In [1]:
import warnings
warnings.filterwarnings('ignore')

In [18]:
import math
import os
from pathlib import Path

import torch
from huggingface_hub import snapshot_download
from transformers import DistilBertTokenizer, DistilBertForSequenceClassification
from transformer_lens import HookedEncoder, HookedTransformerConfig
from transformer_lens.loading_from_pretrained import get_pretrained_state_dict

In [3]:
os.chdir('..')
print('Changed working directory to parent directory')
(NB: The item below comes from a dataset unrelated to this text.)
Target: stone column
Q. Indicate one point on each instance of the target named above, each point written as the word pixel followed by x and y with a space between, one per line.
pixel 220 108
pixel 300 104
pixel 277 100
with open(os.path.expanduser('~/.huggingface/token')) as f:
    os.environ['HF_TOKEN'] = f.read().strip()
    print(f'Hugging Face token loaded: {os.environ['HF_TOKEN'][:3]}...')

torch.set_grad_enabled(False)
device = torch.device('cuda' if torch.cuda.is_available() else 'cpu')
print(f'Using device: {device}')

Changed working directory to parent directory
Hugging Face token loaded: hf_...
Using device: cpu


In [4]:
checkpoint = 'distilbert/distilbert-base-uncased-finetuned-sst-2-english'

### 1. Download weights from Hugging Face

In [5]:
if not Path(checkpoint).exists():
    print(f'Downloading {checkpoint}...')
    snapshot_download(repo_id=checkpoint, local_dir=Path(checkpoint).resolve(), local_dir_use_symlinks=False)
    print(f'Downloaded {checkpoint}.')

### 2. Download model from Hugging Face

In [6]:
hf_model = DistilBertForSequenceClassification.from_pretrained(
    Path(checkpoint).resolve(),
    torch_dtype=torch.float32,
    token=os.environ.get("HF_TOKEN", "") 
)

In [7]:
hf_model.config

DistilBertConfig {
  "_attn_implementation_autoset": true,
  "_name_or_path": "/Users/marcosf/Desktop/research/mech_interp/distilbert/distilbert-base-uncased-finetuned-sst-2-english",
  "activation": "gelu",
  "architectures": [
    "DistilBertForSequenceClassification"
  ],
  "attention_dropout": 0.1,
  "dim": 768,
  "dropout": 0.1,
  "finetuning_task": "sst-2",
  "hidden_dim": 3072,
  "id2label": {
    "0": "NEGATIVE",
    "1": "POSITIVE"
  },
  "initializer_range": 0.02,
  "label2id": {
    "NEGATIVE": 0,
    "POSITIVE": 1
  },
  "max_position_embeddings": 512,
  "model_type": "distilbert",
  "n_heads": 12,
  "n_layers": 6,
  "output_past": true,
  "pad_token_id": 0,
  "qa_dropout": 0.1,
  "seq_classif_dropout": 0.2,
  "sinusoidal_pos_embds": false,
  "tie_weights_": true,
  "transformers_version": "4.49.0",
  "vocab_size": 30522
}

In [8]:
hf_model

DistilBertForSequenceClassification(
  (distilbert): DistilBertModel(
    (embeddings): Embeddings(
      (word_embeddings): Embedding(30522, 768, padding_idx=0)
      (position_embeddings): Embedding(512, 768)
      (LayerNorm): LayerNorm((768,), eps=1e-12, elementwise_affine=True)
      (dropout): Dropout(p=0.1, inplace=False)
    )
    (transformer): Transformer(
      (layer): ModuleList(
        (0-5): 6 x TransformerBlock(
          (attention): DistilBertSdpaAttention(
            (dropout): Dropout(p=0.1, inplace=False)
            (q_lin): Linear(in_features=768, out_features=768, bias=True)
            (k_lin): Linear(in_features=768, out_features=768, bias=True)
            (v_lin): Linear(in_features=768, out_features=768, bias=True)
            (out_lin): Linear(in_features=768, out_features=768, bias=True)
          )
          (sa_layer_norm): LayerNorm((768,), eps=1e-12, elementwise_affine=True)
          (ffn): FFN(
            (dropout): Dropout(p=0.1, inplace=False)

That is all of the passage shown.